Jake Helgren, the gay 39-year-old writer/director of Paramount Network’s “Dashing in December,” agrees with Lewis’ assessment.
“That was a fun story for us to be telling in Americana, because LGBTQ people are everywhere,” he says. “We have all kinds of walks of life — not just coming out of the woodwork to celebrate Pride during the summer! We have been underrepresented in this arena.”
Helgren says that he doesn’t think the lack of diversity in previous years stemmed from any malice on the part of the networks.

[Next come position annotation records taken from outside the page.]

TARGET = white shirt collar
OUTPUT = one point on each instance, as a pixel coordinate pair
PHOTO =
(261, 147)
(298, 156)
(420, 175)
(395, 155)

“It’s not that nobody wanted to do it. It’s just that for whatever reason, in the environment, it wasn’t happening,” he says. “We’re seeing a lot more of it come to the forefront now. We celebrate Christmas just like everybody else.”
“For so many years, it was one group of people being represented in holiday movies across the board,” says Lee. “There’s a few LGBTQ+ centered holiday films this year — and had any of them been around when we were kids, I think it would have been life-changing.
“As a gay young person, even though you could have the most incredible loving accepting family, you still have that fear, ‘What if this is what’s going to make them not love me?’
“Had I seen a movie where it wasn’t about the coming-out story or the trauma around being queer — but about the love of these two people and a happy ending and this family surrounding them with love and acceptance — that would have been huge to see.”